Electron interaction with domain walls in antiferromagnetically coupled multilayers
F.G. Aliev, R. Schad, A. Volodin, K. Temst, C. Van Haesendonck, Y., Bruynseraede, I. Vavra, V.K. Dugaev, R. Villar

TL;DR
This paper investigates how domain walls in antiferromagnetically coupled Fe/Cr multilayers affect electrical resistivity at low temperatures, revealing quantum effects that suppress anti-localization and enhance resistivity.
Contribution
It demonstrates the significant impact of domain walls on resistivity at low temperatures and explains this through suppression of anti-localization effects by gauge fields.
Findings
Resistivity increases at low temperatures due to domain walls.

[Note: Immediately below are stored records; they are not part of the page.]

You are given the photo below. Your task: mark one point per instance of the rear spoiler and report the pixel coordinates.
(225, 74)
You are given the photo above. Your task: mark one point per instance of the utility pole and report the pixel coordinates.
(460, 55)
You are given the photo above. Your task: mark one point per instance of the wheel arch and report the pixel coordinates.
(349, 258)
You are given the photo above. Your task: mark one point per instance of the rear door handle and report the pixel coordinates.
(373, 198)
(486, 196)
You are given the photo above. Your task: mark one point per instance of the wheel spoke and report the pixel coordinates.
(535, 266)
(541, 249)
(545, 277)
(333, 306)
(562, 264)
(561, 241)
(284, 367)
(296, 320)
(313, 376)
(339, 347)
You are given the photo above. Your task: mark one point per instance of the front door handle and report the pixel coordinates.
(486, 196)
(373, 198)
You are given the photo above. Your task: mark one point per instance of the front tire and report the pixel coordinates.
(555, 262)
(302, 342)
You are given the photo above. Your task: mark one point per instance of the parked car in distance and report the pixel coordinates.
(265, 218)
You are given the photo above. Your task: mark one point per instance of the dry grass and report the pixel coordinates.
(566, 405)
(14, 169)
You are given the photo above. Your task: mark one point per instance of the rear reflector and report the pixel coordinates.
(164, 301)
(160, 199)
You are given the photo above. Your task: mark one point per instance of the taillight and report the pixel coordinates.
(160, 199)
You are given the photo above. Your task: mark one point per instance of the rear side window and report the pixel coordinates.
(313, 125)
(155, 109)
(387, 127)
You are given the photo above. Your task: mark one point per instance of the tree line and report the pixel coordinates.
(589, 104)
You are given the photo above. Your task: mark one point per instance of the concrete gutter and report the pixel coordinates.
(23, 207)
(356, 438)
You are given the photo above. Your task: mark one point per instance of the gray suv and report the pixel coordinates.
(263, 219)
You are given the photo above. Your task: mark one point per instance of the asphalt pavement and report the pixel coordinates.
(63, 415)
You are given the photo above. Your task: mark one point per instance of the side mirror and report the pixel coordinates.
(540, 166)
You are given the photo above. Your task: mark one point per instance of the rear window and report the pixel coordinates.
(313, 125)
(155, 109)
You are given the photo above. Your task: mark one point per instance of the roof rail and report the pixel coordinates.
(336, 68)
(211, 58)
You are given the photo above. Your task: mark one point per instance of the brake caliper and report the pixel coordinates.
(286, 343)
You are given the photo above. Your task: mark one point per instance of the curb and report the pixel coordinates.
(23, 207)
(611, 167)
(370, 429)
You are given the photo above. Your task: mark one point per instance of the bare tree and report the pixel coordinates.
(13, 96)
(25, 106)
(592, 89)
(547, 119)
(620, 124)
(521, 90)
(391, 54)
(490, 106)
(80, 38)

Resistivity follows a power law with an exponent of about 0.7 to 1.
Suppression of anti-localization effects explains the resistivity behavior.
Abstract
For antiferromagnetically coupled Fe/Cr multilayers the low field contribution to the resistivity, which is caused by the domain walls, is strongly enhanced at low temperatures. The low temperature resistivity varies according to a power law with the exponent about 0.7 to 1. This behavior can not be explained assuming ballistic electron transport through the domain walls. It is necessary to invoke the suppression of anti-localization effects (positive quantum correction to conductivity) by the nonuniform gauge fields caused by the domain walls.